MARINE CORPS BASE CAMP LEJEUNE, N.C. --
For some, leaving the Marine Corps may be a difficult transition. Many Marines believe they have very limited job opportunities because their military occupational specialty does not transfer to the civilian job market well.
Fortunately, an organization exists to assist Marines during this difficult time.
The Marine Civilian Development Program has been helping transitioning Marines since 2006. The program started as an idea of retired Gen. Charles Krulak, 31st commandant of the Marine Corps, and Randy Lerner, owner of the Cleveland Browns.

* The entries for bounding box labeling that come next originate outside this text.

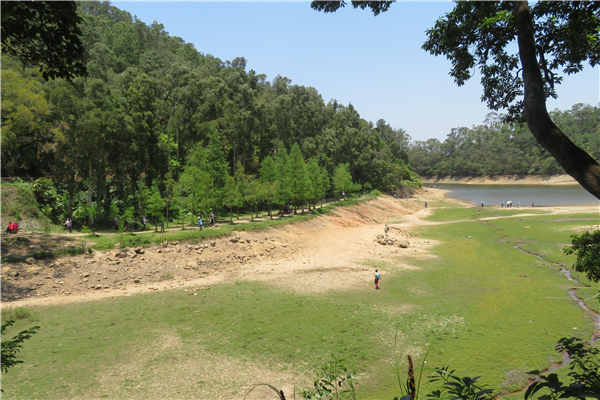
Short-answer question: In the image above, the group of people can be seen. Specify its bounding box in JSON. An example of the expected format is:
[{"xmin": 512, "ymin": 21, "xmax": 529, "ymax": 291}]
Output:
[
  {"xmin": 113, "ymin": 215, "xmax": 148, "ymax": 232},
  {"xmin": 6, "ymin": 222, "xmax": 19, "ymax": 233},
  {"xmin": 198, "ymin": 210, "xmax": 215, "ymax": 230}
]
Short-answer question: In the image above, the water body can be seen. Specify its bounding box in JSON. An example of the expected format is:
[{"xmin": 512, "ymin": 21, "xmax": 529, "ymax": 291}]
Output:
[{"xmin": 423, "ymin": 183, "xmax": 598, "ymax": 207}]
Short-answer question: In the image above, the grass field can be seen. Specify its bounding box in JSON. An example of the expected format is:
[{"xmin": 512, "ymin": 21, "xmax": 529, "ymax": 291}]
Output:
[{"xmin": 2, "ymin": 203, "xmax": 597, "ymax": 400}]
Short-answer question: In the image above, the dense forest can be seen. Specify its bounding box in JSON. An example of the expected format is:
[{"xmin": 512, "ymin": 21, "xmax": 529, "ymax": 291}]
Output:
[
  {"xmin": 2, "ymin": 2, "xmax": 420, "ymax": 222},
  {"xmin": 409, "ymin": 104, "xmax": 600, "ymax": 177}
]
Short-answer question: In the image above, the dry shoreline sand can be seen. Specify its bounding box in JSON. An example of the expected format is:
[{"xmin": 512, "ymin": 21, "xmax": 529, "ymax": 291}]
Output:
[{"xmin": 423, "ymin": 174, "xmax": 579, "ymax": 185}]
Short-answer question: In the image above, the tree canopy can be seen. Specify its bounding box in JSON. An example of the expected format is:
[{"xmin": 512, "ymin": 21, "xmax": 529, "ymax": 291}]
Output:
[
  {"xmin": 2, "ymin": 1, "xmax": 86, "ymax": 80},
  {"xmin": 312, "ymin": 1, "xmax": 600, "ymax": 198}
]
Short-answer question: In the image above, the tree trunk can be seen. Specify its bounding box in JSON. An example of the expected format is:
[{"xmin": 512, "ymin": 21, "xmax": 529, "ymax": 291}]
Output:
[
  {"xmin": 88, "ymin": 157, "xmax": 94, "ymax": 226},
  {"xmin": 514, "ymin": 1, "xmax": 600, "ymax": 199}
]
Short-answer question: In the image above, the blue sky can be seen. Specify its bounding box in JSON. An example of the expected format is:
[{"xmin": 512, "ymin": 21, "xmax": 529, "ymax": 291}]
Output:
[{"xmin": 112, "ymin": 1, "xmax": 600, "ymax": 141}]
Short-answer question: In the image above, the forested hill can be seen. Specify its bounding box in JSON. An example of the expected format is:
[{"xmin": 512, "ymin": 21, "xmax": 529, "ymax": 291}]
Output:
[
  {"xmin": 409, "ymin": 104, "xmax": 600, "ymax": 176},
  {"xmin": 2, "ymin": 2, "xmax": 418, "ymax": 200}
]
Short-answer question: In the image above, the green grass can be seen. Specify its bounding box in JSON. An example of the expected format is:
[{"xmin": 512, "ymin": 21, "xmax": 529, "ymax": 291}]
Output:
[{"xmin": 2, "ymin": 203, "xmax": 592, "ymax": 399}]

“The fear of the unknown, navigating the hiring process, negotiating salary and understanding the experience you have gained through the military was really hard for me,” said Bryan Lane, a program participant and former sergeant with 2nd Radio Battalion. “Leading teams, working in a group environment and managing a budget are just a few of the job skills you don’t realize you have. The course allows you to consider jobs that might have been outside your reach.”
The MCDP is a nonprofit organization that works with Fortune 500 companies to hire quality Marines who are within six months of leaving the military.
MCDP is looking for Marines, officer and enlisted, with less than 10 years in the Marines with a solid record, said Kim Foss the eastern regional manager for the MCDP and a veteran Marine. Applicants must be recommended by their command. The Marines are not guaranteed a job and are encouraged to conduct their own search in parallel with MCDP, Foss added.
“The job matching service is provided at no cost,” Foss said. “We also provide accommodations, meals and program materials for the course. The program is funded 100 percent by private donations. There is absolutely no cost to the Marines.”
The first step in the program is a rigorous screening process.
“The screening process was very comprehensive,” Lane said. “I had to go through two interviews to get in the program. It is not something everyone can get into. They really single out exceptional and well qualified individuals who are leaving the Marine Corps.”
After an individual has been accepted, they attend a short course designed to assist the Marines in their job search.
“It is an intense course,” Foss said. “It is four and a half days for the Scarlet Course and five and a half for the Gold Course. The scarlet is open to high school graduates, and the Gold Course is designed for Marines with a bachelor’s degree. The course lasts from seven in the morning until well into the evening.”
The Marines learn about the civilian hiring process and more about what they have to offer the civilian job force.
“What we do is instill in the Marines confidence, tools and techniques, such as the importance of networking and good communication skills, to be successful in the private sector,” Foss said. “There is a whole turn around in the confidence level of Marines who have gone through the program.”
The best part about the program is the lasting bonds you make, Lane said.
“Once you’re done with the program, once you graduate, you still have access to the program,” Lane said. “I am in regular contact with the staff. I still get e-mails regularly about job positions months after the course. It is very comforting all the support you receive during the transition.”